Taoiseach Enda Kenny is addressing the Irish people tonight.
During the address, the Taoiseach is expected to acknowledge the economic recovery isn't being felt in people's day-to-day lives, but will be if the public stays the course with the Government's economic policies.
THE Government is also expected this week to promise to end austerity by 2016 -- right in time for the next General Election.
The Coalition's economic plan for the country up to the end of the decade will say there will be no more need for bailout-style adjustment packages of tax hikes and spending cuts after 2015.
From then on, budgets will be tight, and spending increases in some areas may have to be paid for by cutbacks elsewhere.
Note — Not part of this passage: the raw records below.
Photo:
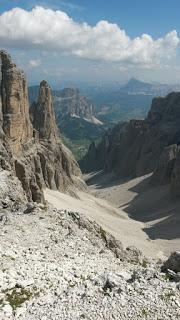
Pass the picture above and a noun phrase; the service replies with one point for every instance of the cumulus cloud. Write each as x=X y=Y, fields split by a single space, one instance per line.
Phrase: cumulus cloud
x=35 y=63
x=49 y=30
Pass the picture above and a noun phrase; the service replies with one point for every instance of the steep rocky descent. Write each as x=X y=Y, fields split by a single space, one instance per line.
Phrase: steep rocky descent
x=36 y=155
x=69 y=101
x=134 y=148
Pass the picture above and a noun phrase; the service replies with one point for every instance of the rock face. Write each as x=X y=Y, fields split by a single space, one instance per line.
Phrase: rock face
x=32 y=150
x=42 y=114
x=139 y=147
x=14 y=105
x=69 y=101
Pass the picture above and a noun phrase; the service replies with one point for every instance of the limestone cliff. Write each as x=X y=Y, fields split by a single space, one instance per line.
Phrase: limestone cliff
x=33 y=150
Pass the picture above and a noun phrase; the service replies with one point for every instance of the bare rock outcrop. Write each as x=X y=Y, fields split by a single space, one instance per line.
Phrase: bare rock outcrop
x=14 y=104
x=32 y=148
x=139 y=147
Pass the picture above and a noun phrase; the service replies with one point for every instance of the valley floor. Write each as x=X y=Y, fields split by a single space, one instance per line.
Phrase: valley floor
x=131 y=210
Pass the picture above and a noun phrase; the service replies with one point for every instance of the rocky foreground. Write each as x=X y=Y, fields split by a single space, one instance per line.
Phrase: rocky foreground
x=60 y=265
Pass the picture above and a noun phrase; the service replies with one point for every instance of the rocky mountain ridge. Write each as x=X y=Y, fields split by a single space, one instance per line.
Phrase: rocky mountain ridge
x=32 y=150
x=58 y=264
x=136 y=147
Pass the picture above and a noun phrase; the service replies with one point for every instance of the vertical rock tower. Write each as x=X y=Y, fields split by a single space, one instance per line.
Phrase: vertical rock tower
x=32 y=148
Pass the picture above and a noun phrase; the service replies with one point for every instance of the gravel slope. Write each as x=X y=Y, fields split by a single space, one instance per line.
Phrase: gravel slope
x=57 y=265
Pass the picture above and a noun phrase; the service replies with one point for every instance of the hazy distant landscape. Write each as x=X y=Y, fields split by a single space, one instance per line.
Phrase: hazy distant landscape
x=89 y=160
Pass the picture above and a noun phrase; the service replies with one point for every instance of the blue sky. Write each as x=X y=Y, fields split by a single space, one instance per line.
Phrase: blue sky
x=76 y=45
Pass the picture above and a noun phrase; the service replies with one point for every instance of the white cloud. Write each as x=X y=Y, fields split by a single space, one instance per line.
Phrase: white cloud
x=35 y=63
x=49 y=30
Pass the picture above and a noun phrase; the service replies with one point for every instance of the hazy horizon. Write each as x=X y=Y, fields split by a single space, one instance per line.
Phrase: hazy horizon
x=93 y=41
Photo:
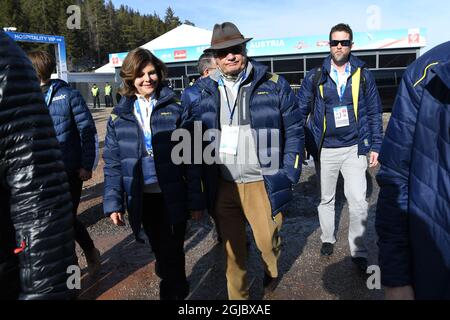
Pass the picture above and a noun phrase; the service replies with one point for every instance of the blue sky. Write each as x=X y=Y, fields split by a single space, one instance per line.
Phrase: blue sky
x=288 y=18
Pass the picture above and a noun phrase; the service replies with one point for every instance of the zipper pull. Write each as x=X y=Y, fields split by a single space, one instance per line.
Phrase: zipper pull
x=23 y=245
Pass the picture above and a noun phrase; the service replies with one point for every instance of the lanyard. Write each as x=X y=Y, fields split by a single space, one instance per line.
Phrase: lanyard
x=341 y=85
x=228 y=101
x=146 y=129
x=48 y=96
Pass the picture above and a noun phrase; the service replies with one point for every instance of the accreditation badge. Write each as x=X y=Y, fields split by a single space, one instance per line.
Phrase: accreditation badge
x=341 y=118
x=229 y=139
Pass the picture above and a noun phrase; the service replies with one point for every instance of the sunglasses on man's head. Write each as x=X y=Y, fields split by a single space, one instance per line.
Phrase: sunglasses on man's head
x=344 y=43
x=234 y=50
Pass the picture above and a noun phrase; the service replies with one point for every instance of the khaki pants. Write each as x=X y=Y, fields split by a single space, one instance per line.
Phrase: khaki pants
x=236 y=204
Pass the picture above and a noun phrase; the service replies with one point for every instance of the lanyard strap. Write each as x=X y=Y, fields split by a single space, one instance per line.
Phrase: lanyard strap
x=228 y=102
x=147 y=130
x=48 y=96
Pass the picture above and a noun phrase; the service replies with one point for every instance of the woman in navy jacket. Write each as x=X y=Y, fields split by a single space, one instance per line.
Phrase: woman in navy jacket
x=139 y=170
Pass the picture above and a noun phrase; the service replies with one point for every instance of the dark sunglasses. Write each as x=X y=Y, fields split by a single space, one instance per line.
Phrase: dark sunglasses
x=234 y=50
x=344 y=43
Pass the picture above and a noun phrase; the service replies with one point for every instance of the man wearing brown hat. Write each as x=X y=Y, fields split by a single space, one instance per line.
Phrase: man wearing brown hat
x=257 y=153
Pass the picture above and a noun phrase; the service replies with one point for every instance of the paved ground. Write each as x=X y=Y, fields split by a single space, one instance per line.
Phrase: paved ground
x=128 y=267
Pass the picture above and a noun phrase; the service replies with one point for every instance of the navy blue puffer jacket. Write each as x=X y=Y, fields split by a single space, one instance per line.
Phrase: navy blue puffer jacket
x=369 y=113
x=74 y=126
x=36 y=223
x=273 y=107
x=181 y=187
x=413 y=212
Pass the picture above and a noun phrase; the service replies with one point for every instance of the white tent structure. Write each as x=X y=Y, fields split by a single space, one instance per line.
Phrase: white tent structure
x=181 y=36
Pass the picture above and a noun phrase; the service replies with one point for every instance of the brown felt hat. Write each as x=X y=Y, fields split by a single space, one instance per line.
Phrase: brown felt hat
x=226 y=35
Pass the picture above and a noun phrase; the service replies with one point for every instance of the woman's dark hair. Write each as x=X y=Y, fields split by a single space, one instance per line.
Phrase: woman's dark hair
x=133 y=65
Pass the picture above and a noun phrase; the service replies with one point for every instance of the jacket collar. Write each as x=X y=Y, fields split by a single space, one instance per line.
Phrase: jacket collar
x=125 y=106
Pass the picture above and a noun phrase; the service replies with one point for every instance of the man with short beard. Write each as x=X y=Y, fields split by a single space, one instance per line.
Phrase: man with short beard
x=344 y=125
x=240 y=98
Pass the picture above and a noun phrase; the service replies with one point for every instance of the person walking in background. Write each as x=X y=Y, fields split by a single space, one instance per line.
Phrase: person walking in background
x=341 y=102
x=139 y=169
x=95 y=95
x=413 y=210
x=205 y=65
x=36 y=226
x=240 y=97
x=77 y=137
x=108 y=96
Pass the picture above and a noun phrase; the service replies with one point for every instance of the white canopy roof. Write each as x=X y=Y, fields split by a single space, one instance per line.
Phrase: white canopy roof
x=182 y=36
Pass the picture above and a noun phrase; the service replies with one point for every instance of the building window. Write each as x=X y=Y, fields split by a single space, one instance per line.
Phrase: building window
x=396 y=60
x=176 y=71
x=288 y=65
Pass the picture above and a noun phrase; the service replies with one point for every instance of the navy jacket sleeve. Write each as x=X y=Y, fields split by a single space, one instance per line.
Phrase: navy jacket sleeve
x=294 y=138
x=33 y=182
x=113 y=197
x=392 y=208
x=86 y=128
x=193 y=171
x=374 y=111
x=306 y=94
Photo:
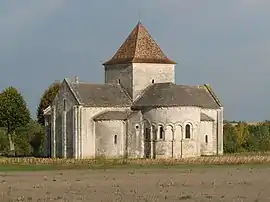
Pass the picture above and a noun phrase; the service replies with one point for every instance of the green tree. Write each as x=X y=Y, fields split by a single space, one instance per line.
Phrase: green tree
x=13 y=112
x=46 y=100
x=242 y=134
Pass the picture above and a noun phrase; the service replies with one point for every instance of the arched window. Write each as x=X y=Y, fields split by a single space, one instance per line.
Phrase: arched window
x=161 y=132
x=65 y=104
x=188 y=131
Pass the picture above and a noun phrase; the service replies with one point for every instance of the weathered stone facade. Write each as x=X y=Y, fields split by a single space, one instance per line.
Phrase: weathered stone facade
x=138 y=113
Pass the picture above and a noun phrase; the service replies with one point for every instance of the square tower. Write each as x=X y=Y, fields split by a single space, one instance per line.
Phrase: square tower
x=138 y=63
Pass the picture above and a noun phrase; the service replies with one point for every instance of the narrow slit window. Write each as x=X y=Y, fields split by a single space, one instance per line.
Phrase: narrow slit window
x=65 y=104
x=206 y=138
x=188 y=131
x=161 y=132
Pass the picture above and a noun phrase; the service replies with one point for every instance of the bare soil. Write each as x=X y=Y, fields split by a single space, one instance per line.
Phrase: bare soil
x=196 y=184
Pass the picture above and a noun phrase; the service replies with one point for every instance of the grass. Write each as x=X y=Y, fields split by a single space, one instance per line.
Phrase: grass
x=39 y=164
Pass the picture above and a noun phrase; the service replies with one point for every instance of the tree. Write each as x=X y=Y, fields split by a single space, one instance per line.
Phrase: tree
x=13 y=112
x=46 y=100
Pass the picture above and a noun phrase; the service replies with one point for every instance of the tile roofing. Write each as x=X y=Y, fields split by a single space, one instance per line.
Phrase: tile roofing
x=101 y=95
x=139 y=47
x=205 y=117
x=169 y=94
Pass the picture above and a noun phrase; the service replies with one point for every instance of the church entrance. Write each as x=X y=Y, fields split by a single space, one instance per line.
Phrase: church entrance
x=147 y=142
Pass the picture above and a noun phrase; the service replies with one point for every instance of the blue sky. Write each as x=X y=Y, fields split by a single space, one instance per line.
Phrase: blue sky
x=223 y=43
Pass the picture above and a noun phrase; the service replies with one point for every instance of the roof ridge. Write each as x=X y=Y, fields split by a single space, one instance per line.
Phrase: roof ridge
x=124 y=91
x=145 y=50
x=213 y=95
x=136 y=39
x=144 y=91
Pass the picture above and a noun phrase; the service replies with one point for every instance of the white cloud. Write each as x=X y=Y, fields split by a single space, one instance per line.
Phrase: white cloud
x=20 y=16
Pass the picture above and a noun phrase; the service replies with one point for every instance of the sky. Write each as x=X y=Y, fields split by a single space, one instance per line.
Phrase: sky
x=222 y=43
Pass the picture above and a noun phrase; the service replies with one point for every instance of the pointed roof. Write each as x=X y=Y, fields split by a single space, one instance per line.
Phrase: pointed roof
x=139 y=47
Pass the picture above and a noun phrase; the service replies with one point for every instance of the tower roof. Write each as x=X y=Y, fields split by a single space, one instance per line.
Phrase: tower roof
x=139 y=47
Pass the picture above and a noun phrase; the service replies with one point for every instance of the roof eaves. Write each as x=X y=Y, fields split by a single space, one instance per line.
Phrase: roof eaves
x=212 y=93
x=73 y=91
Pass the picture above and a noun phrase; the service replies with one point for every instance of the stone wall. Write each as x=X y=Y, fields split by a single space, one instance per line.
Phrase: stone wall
x=173 y=121
x=63 y=127
x=110 y=138
x=145 y=74
x=135 y=141
x=88 y=128
x=120 y=73
x=207 y=138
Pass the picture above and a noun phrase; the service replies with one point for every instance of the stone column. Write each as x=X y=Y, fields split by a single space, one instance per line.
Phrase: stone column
x=142 y=141
x=75 y=132
x=64 y=134
x=137 y=136
x=152 y=142
x=53 y=135
x=220 y=136
x=80 y=133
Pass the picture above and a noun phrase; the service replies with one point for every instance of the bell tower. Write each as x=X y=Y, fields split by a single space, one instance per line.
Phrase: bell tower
x=138 y=63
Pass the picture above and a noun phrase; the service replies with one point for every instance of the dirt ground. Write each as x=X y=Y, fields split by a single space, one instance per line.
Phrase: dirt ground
x=196 y=184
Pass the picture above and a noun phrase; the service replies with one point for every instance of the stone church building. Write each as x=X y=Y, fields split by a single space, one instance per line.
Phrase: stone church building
x=139 y=112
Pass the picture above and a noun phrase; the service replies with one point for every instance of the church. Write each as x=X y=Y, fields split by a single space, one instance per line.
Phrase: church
x=139 y=111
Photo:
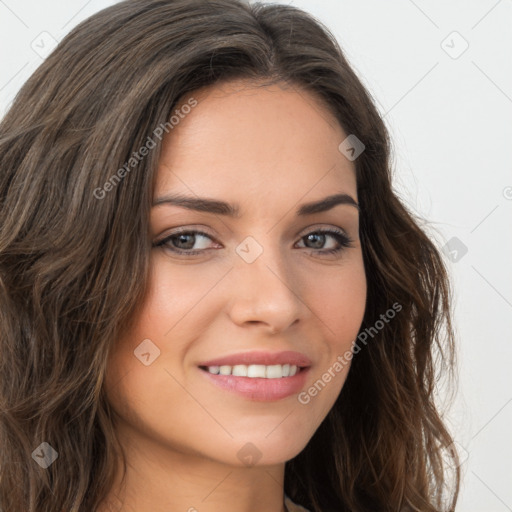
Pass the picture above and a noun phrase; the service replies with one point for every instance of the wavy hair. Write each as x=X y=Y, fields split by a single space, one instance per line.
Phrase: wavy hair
x=74 y=267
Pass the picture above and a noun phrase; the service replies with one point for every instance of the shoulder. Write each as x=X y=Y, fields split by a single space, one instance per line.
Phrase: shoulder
x=293 y=507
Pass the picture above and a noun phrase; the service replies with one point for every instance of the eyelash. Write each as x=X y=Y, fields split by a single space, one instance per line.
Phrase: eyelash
x=343 y=240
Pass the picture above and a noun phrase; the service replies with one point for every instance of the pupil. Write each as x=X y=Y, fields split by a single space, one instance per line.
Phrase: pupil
x=319 y=237
x=181 y=239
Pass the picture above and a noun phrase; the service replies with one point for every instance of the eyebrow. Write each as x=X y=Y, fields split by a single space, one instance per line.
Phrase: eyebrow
x=215 y=206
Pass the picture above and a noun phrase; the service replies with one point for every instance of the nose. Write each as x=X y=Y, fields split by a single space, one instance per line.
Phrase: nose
x=265 y=292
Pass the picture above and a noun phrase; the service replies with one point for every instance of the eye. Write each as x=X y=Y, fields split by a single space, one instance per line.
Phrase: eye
x=182 y=242
x=318 y=238
x=193 y=242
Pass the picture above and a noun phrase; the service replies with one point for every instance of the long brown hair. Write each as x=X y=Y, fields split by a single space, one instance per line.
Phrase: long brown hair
x=74 y=262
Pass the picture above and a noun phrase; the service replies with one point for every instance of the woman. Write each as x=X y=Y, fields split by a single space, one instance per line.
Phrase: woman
x=211 y=298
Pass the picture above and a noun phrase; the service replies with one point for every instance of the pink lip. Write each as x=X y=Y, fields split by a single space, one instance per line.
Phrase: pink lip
x=261 y=390
x=266 y=358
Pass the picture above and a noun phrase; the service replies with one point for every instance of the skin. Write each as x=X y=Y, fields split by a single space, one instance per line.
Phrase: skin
x=269 y=149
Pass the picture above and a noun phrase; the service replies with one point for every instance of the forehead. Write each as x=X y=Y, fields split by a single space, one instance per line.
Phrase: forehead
x=243 y=138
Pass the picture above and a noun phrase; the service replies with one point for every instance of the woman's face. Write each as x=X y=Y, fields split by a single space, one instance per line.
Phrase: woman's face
x=259 y=287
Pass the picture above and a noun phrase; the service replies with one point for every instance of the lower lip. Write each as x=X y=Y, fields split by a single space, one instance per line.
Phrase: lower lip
x=257 y=389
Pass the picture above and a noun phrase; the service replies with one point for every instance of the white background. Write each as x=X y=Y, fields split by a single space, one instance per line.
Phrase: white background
x=450 y=116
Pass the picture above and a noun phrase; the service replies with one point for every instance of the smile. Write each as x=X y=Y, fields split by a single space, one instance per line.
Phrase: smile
x=275 y=371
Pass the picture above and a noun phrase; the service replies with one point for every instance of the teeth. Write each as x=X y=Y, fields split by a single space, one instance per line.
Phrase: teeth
x=274 y=371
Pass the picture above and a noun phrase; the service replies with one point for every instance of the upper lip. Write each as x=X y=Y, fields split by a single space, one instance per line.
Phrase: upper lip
x=265 y=358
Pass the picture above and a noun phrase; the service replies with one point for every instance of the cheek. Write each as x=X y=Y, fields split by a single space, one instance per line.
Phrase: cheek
x=338 y=299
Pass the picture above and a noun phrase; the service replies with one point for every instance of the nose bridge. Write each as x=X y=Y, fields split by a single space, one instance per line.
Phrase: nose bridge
x=263 y=284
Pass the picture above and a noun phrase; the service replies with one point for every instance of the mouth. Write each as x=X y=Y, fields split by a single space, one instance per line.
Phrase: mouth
x=255 y=371
x=262 y=377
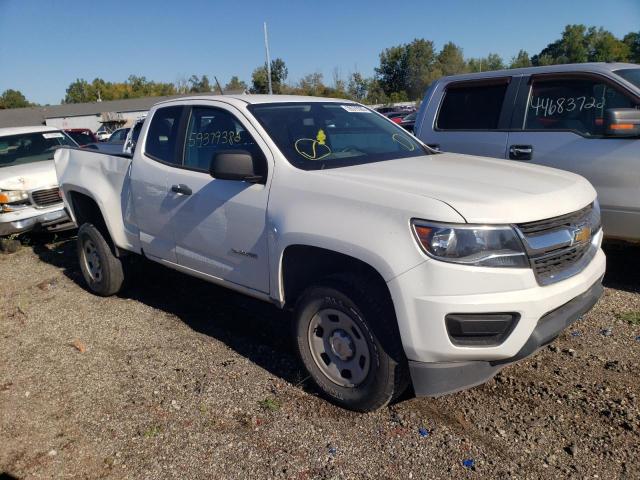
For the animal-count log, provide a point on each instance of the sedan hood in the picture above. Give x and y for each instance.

Likewise, any tax cuts would have to be covered by broadening of the base in other areas.
As the country officially exits the EU-IMF programme bailout today, details are also emerging for the first time of discussions between members of the Troika and the Department of Finance ahead of the bailout.
The Sunday Independent can reveal that key officials from the ECB and the European Commission Troika mission attended high-level meetings in the Department of Finance five weeks before the dramatic €67.5bn bailout in November 2010.
The new economic strategy will contain commitments to meet the debt reduction targets required under the EU Fiscal Treaty approved by voters last year.
The plan will also say borrowing will no longer be necessary by 2018 and the budget will be balanced in pure cash terms by 2020.
The Medium Term Economic Strategy will also commit to tax cuts within the lifetime of the Government, if economic growth allows.
The relief in the tax burden will be targeted at squeezed middle-income workers, earning between €30,000 and €60,000.
On top of the €2.5bn worth of taxes and cuts in 2014, there's another €2bn package of adjustments to come in Budget 2015. At that stage, the Government is saying the era of austerity, which began in 2008, will be over.
"No austerity after 2015," a government source told the Sunday Independent.
In 2016, 2017 and 2018, budgets will be tight. But there will be enough funds to cover the estimated €500m a year to keep up with demographic pressures in health, social welfare and education.
The cost of interest payments on the national debt will also have to be covered.
A small amount of funding will be left over for spending increases or tax cuts. Any further funding required will have to be made up in taxes or cuts in other areas.
"After that, the Government will have to make very hard choices," a government source said.
Also by 2016, the unemployment level is predicted to be down to 10 per cent. The Government is setting a target of full employment in the economy by 2020 -- although this will still mean an unemployment rate of six per cent.
The Coalition is already committed to bringing down the deficit to 3 per cent of national income by 2015. Then it will have to achieve a balance in the "structural deficit" by 2018, by getting that figure down to zero.
This is the requirement to show there would be a balanced budget, if factors such as the current rate of unemployment did not exist.
The Government will be aiming in the strategy to have a balanced budget in actual cash terms in 2020, so that it will not need to borrow to pay for everyday spending.
"There will be no borrowing at all," a government source said.
The Irish Fiscal Advisory Council has already predicted the line of major austerity budgets will end in 2015 or 2016, but the Government will be more definite.
The independent advisory body also suggested that there could be an expansion in public spending by 2017 or 2018.
The economic plan will go to the Cabinet on Tuesday and is expected to be published either that afternoon or on Wednesday.
The 40-page document will say there are other sectoral plans to follow.
Enda Kenny was working with his key advisers, including speechwriter Miriam O'Callaghan, over the course of the weekend.
His key message will be to thank the people of the country for helping to get the country out of the bailout and remind people there is more to do to restore the public finances.
The keynote address will be filmed in a meeting room beside the Taoiseach's office in Government Buildings.
RTE TV crews will move in this morning from 11am to begin setting up for the filming. The Taoiseach will go through a couple of rehearsals later in the day.
The address will last six to seven minutes and will either be filmed live or pre-recorded shortly beforehand.
But there are still questions around Ireland's entry into the bailout three years ago.
A full five weeks before the bailout, discussions took place between the principal players in what would become the Troika delegation and the Department of Finance.
The revelations of these meetings raise new questions over how Ireland ended up being forced into a bailout and why the Fianna Fail-led government continued to deny any talks were taking place before the State entered a rescue programme.
The Department of Finance has insisted that there were no discussions on a potential bailout "in advance".